French national public television broadcaster

France Télévisions (/fr/; stylised since 2018 as france·tv) is the French national public television broadcaster. It is a state-owned company formed from the integration of the public television channels France 2 (formerly Antenne 2) and France 3 (formerly France Régions 3), later joined by the legally independent channels France 4 (formerly Festival), France 5 (formerly La Cinquième) and France Info.

France Télévisions is currently funded by the French Treasury and the revenue from commercial advertising. When advertising after 20:00 was abolished on France Télévisions in 2009, the French government initially planned to extend the ban to all daytime advertising. However, this measure was never implemented. In September 2010, Culture Minister Frédéric Mitterrand confirmed a two-year moratorium on the planned removal of daytime advertising, postponing the ban on commercials between 06:00 and 20:00 until at least 2014. As a result, France Télévisions continued to broadcast advertising during daytime hours, and the full abolition of advertising on public television was effectively abandoned.
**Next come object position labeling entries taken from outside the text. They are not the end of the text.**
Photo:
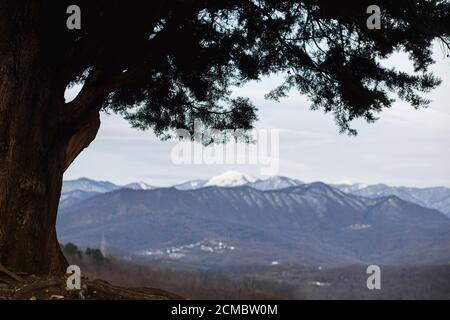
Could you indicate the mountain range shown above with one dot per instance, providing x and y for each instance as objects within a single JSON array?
[
  {"x": 436, "y": 197},
  {"x": 256, "y": 222}
]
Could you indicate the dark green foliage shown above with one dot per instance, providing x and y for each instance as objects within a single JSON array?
[{"x": 166, "y": 64}]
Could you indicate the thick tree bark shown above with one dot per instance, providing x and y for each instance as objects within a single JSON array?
[{"x": 36, "y": 146}]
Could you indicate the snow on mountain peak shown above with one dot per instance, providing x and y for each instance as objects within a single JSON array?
[{"x": 230, "y": 179}]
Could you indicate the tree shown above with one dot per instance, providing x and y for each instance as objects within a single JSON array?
[{"x": 165, "y": 64}]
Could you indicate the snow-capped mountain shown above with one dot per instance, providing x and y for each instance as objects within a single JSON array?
[
  {"x": 230, "y": 179},
  {"x": 191, "y": 185},
  {"x": 436, "y": 198},
  {"x": 274, "y": 183},
  {"x": 88, "y": 185},
  {"x": 139, "y": 186},
  {"x": 234, "y": 179},
  {"x": 85, "y": 185},
  {"x": 310, "y": 224}
]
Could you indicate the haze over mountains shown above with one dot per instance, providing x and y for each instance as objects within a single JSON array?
[
  {"x": 242, "y": 220},
  {"x": 436, "y": 197}
]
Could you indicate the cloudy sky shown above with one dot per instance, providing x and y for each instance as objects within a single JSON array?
[{"x": 404, "y": 147}]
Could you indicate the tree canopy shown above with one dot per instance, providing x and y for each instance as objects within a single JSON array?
[{"x": 165, "y": 64}]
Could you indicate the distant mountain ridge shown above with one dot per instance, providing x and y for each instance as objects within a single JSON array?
[
  {"x": 312, "y": 224},
  {"x": 437, "y": 197}
]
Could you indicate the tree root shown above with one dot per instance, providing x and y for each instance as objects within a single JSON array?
[{"x": 10, "y": 274}]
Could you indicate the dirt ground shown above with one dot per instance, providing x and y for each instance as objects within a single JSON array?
[{"x": 30, "y": 287}]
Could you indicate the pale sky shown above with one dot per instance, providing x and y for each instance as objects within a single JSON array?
[{"x": 404, "y": 147}]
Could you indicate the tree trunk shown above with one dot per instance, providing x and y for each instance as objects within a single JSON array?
[{"x": 35, "y": 149}]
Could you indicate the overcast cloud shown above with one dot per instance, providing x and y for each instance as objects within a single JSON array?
[{"x": 404, "y": 147}]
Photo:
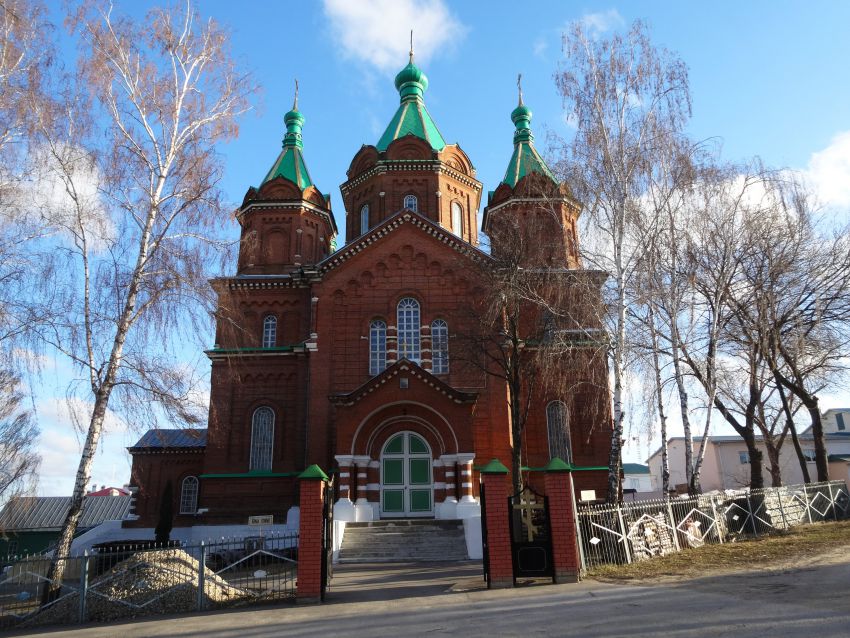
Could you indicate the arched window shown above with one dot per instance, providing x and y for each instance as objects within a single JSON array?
[
  {"x": 189, "y": 495},
  {"x": 440, "y": 346},
  {"x": 377, "y": 346},
  {"x": 408, "y": 329},
  {"x": 411, "y": 202},
  {"x": 457, "y": 219},
  {"x": 262, "y": 439},
  {"x": 270, "y": 331},
  {"x": 558, "y": 424},
  {"x": 364, "y": 219}
]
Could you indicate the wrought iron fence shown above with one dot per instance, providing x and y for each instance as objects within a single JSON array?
[
  {"x": 126, "y": 581},
  {"x": 645, "y": 529}
]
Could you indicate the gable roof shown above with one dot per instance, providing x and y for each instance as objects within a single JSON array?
[
  {"x": 393, "y": 223},
  {"x": 161, "y": 439},
  {"x": 408, "y": 367},
  {"x": 48, "y": 512}
]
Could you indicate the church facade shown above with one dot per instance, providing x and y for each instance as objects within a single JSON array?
[{"x": 353, "y": 358}]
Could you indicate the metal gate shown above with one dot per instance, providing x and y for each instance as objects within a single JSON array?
[
  {"x": 327, "y": 534},
  {"x": 531, "y": 538},
  {"x": 484, "y": 544}
]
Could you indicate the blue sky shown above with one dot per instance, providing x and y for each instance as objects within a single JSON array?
[{"x": 767, "y": 78}]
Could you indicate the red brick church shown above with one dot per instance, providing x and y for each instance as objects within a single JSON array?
[{"x": 348, "y": 357}]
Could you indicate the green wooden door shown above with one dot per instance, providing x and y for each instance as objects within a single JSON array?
[{"x": 407, "y": 487}]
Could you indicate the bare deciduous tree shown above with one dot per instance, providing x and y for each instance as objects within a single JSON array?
[
  {"x": 133, "y": 163},
  {"x": 628, "y": 100}
]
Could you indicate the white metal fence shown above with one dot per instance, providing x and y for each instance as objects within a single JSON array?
[
  {"x": 645, "y": 529},
  {"x": 127, "y": 581}
]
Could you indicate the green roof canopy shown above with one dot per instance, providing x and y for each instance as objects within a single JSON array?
[
  {"x": 412, "y": 117},
  {"x": 290, "y": 163},
  {"x": 525, "y": 159}
]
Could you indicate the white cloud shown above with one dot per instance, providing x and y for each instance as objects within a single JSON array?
[
  {"x": 828, "y": 172},
  {"x": 540, "y": 46},
  {"x": 377, "y": 32},
  {"x": 598, "y": 23}
]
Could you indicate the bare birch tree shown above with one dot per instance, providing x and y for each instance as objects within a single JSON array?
[
  {"x": 133, "y": 160},
  {"x": 628, "y": 99}
]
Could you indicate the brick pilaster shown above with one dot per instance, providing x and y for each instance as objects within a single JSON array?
[
  {"x": 495, "y": 476},
  {"x": 559, "y": 492},
  {"x": 309, "y": 583}
]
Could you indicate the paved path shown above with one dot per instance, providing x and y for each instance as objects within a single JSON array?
[{"x": 441, "y": 600}]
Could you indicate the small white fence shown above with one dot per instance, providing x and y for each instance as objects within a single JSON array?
[
  {"x": 126, "y": 581},
  {"x": 646, "y": 529}
]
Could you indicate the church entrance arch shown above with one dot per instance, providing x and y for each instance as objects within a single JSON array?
[{"x": 407, "y": 484}]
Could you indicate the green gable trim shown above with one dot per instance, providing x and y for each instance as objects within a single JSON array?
[
  {"x": 313, "y": 473},
  {"x": 412, "y": 118},
  {"x": 250, "y": 475},
  {"x": 557, "y": 465},
  {"x": 495, "y": 466}
]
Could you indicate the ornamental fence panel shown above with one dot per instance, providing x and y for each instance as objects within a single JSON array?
[
  {"x": 116, "y": 581},
  {"x": 642, "y": 530}
]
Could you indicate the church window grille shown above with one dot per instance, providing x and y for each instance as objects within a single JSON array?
[
  {"x": 270, "y": 331},
  {"x": 440, "y": 347},
  {"x": 457, "y": 219},
  {"x": 189, "y": 495},
  {"x": 377, "y": 346},
  {"x": 558, "y": 425},
  {"x": 262, "y": 438},
  {"x": 364, "y": 219},
  {"x": 408, "y": 330},
  {"x": 411, "y": 203}
]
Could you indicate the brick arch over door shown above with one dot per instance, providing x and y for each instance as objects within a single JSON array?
[{"x": 388, "y": 420}]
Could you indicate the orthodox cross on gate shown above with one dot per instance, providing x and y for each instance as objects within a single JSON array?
[{"x": 526, "y": 508}]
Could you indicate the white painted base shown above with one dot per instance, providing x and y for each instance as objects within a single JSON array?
[
  {"x": 447, "y": 509},
  {"x": 472, "y": 532},
  {"x": 364, "y": 511},
  {"x": 468, "y": 507},
  {"x": 345, "y": 510}
]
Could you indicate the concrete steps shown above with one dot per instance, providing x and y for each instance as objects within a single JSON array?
[{"x": 403, "y": 541}]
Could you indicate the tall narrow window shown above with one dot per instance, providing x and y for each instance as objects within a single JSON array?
[
  {"x": 411, "y": 203},
  {"x": 262, "y": 438},
  {"x": 364, "y": 219},
  {"x": 457, "y": 219},
  {"x": 408, "y": 330},
  {"x": 558, "y": 424},
  {"x": 440, "y": 347},
  {"x": 377, "y": 346},
  {"x": 270, "y": 331},
  {"x": 189, "y": 495}
]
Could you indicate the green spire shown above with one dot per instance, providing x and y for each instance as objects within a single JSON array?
[
  {"x": 290, "y": 163},
  {"x": 525, "y": 159},
  {"x": 412, "y": 117}
]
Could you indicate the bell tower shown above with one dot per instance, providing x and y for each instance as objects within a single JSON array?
[
  {"x": 287, "y": 222},
  {"x": 530, "y": 210},
  {"x": 412, "y": 168}
]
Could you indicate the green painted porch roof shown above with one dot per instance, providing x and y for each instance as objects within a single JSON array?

France Télévisions is a supporter of the Hybrid Broadcast Broadband TV (HbbTV) initiative that is promoting and establishing an open European standard for hybrid set-top boxes for the reception of broadcast TV and broadband multimedia applications with a single user interface, and has selected HbbTV for its interactive news, sports and weather service, and plans to add catch-up TV and social media sharing capability.

== History ==
From 1964 to 1975, French radio and television was monopolised through an organisation known as the Office de Radiodiffusion Télévision Française. In an effort to stimulate competition, the organisation was split in 1975 so that France's three television channels—TF1, Antenne 2, and FR3, would still be owned by the French government, but be operated independently from each other. However, the sale of TF1 to Bouygues in 1987 and increased competition from other new private broadcasters (such as Canal+ and La Cinq, the latter having been replaced by public channel La Cinquième after it ceased transmissions in April 1992) led to a decline in viewership for the two remaining public channels, which lost 30% of their market share between 1987 and 1989. The channels were however saved when a single director-general was appointed to manage both Antenne 2 and FR3, becoming part of a joint entity known as France Télévision. They were renamed in 1992 as France 2 and France 3, respectively.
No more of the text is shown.